However, during the nearly three-hour drive from Longi on a road that had started as narrow, had gotten even narrower and lost paving, whose edges became ever more decorated with warnings of washouts, falling rocks and detours, I began to worry. Maybe Gangi would be this trip’s dud.

I was relieved to finally see the town draped over the crest of a mountain. It took some driving back and forth, some Google map pins, and finally asking someone, to discover that the ugly entrance on street view actually did hide the hotel’s reception door. But that’s where the awkwardness ends.

A beautiful girl named Antonietta was the receptionist. She took me next door to the bar of the same name as the hotel and bought me coffee. Then she checked us into our amazingly modern, newly remodeled room upstairs. Jeff stayed behind (because Anto spoke no English) and she drove me up the cliff to the main part of town. She showed me the Chiesa Madre where the Palm Sunday procession would take place, she pointed out where to eat, and she stopped to say hi to her friends who were working on their palm decorations for the next day.

Skip ahead to Palm Sunday. It turned out that Antonieta’s brother Carmelo made our morning coffee. He spoke good English, we chatted about everything, and then he offered to drop us off up near the church. We had walked up the hill for dinner the previous night and it was a hike, even for us who are in pretty good shape. We bid Carmelo goodbye at the top of old Gangi and walked to the church where people were milling around. Antonietta had showed me where the confraternities assembled with their people, their drummers and their own grande palma. Let’s go up there, I said. We’d only walked a few minutes when we heard the drums. The procession was already making their way toward the church.

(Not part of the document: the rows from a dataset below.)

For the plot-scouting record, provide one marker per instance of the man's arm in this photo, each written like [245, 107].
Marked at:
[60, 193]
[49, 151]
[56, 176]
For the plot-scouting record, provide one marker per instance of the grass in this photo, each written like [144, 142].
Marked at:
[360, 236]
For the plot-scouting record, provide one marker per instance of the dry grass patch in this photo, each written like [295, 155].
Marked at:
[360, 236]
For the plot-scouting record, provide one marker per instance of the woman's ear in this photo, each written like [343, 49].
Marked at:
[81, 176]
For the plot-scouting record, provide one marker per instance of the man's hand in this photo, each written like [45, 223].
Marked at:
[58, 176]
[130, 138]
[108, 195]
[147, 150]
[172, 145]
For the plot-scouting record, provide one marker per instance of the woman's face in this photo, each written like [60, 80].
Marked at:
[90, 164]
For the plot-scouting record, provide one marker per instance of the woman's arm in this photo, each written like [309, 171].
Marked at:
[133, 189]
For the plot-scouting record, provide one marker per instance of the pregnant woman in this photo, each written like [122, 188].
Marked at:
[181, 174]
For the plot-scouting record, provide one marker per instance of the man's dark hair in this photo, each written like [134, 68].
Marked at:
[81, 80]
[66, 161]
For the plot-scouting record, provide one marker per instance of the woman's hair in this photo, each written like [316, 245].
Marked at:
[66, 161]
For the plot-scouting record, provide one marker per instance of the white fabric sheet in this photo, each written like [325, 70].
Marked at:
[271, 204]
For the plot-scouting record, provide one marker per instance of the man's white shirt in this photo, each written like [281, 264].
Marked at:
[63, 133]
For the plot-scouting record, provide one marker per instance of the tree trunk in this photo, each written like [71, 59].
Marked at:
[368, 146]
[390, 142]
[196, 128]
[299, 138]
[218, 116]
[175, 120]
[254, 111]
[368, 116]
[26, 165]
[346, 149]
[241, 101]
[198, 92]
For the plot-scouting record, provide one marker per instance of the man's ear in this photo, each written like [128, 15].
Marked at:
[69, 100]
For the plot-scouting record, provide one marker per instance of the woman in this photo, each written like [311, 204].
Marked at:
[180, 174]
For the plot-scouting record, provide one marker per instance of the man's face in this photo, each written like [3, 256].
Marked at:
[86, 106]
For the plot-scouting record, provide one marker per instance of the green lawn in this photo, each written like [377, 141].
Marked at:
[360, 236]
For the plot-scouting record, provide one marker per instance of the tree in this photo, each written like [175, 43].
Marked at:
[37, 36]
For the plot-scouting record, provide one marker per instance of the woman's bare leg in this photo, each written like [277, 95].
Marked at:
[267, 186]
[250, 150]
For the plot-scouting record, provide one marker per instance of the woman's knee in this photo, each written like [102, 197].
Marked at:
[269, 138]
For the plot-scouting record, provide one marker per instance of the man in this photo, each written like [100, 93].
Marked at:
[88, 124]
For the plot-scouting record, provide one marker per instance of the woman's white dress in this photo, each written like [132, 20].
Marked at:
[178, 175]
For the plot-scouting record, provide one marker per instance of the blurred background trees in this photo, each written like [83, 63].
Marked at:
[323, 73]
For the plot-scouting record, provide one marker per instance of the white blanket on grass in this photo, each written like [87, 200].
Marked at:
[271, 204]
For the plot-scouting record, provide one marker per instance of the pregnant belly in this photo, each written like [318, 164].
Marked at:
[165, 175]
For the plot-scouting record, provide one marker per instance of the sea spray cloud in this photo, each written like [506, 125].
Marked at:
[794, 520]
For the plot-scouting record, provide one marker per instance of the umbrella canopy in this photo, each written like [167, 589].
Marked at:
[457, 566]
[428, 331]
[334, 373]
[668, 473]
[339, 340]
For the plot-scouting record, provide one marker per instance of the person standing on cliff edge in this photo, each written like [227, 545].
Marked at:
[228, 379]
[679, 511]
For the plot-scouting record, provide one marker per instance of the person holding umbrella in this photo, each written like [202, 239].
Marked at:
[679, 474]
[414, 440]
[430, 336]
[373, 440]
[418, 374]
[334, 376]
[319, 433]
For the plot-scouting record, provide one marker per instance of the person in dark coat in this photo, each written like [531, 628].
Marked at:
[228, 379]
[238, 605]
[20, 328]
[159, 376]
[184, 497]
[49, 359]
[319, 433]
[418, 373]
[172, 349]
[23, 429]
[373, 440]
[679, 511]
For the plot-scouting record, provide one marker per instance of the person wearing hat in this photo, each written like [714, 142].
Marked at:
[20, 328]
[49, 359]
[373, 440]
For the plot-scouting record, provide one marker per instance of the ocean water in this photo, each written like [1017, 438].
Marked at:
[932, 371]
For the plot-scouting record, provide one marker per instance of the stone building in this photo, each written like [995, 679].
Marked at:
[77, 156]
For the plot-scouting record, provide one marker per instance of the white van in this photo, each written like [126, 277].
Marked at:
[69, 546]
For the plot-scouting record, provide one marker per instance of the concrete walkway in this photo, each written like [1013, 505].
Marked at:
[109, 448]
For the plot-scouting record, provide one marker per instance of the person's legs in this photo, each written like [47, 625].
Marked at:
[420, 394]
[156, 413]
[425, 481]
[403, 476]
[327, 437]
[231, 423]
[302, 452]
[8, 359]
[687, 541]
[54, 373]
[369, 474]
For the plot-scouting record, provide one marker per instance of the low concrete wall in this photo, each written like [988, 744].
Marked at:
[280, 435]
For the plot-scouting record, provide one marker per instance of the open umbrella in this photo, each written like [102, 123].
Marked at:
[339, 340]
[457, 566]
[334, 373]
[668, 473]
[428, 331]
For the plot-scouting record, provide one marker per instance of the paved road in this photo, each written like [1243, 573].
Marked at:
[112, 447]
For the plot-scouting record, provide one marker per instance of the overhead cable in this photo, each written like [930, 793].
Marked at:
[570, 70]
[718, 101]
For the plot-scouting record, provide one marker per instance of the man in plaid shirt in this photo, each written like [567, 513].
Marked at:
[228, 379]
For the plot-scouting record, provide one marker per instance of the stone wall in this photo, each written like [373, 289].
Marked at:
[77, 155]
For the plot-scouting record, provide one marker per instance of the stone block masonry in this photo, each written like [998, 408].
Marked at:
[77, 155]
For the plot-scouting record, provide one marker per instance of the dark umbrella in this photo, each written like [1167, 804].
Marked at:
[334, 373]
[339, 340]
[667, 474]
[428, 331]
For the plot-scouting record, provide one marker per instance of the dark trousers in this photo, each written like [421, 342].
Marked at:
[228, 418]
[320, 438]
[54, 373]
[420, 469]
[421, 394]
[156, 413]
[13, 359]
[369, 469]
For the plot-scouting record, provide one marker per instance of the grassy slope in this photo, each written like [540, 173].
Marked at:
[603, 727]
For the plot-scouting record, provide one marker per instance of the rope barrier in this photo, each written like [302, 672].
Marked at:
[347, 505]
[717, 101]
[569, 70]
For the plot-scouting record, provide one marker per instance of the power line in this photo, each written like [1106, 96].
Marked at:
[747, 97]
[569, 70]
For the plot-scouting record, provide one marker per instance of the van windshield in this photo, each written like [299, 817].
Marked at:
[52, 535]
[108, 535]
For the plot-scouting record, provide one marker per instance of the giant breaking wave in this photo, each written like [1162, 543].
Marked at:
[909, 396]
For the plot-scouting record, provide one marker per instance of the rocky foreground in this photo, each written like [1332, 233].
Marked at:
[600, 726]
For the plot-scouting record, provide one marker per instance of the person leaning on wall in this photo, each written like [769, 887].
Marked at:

We stepping into a side “street” of steps and had a perfect vantage point for the entire procession as it made its way to the church for the benediction.

When the last confraternity passed, we followed them to the church and sat outside with the drummers (too big to all fit in the church) while the priest got everyone blessed up. When the procession began to pour from the church to make its route around the town, I stood with the drummers who were drumming at full intensity waiting to step into their own group when it came from the church. The energy of the drums pounded against me and I felt possessed. But not so much so that I didn’t shoot picture after picture. Jeff was shooting movies and recording sounds nearby.

I couldn’t have asked for more.

To finish the day (and finish us off), we went out to the countryside to Villa Raino for a typical Sunday lunch. Carmello and Antonietta had recommended we go, and not long after we showed up for our lunch, so did they—to help their father and mother who run the restaurant!

It was a great day and a great birthday. Jeff and I got some great shots.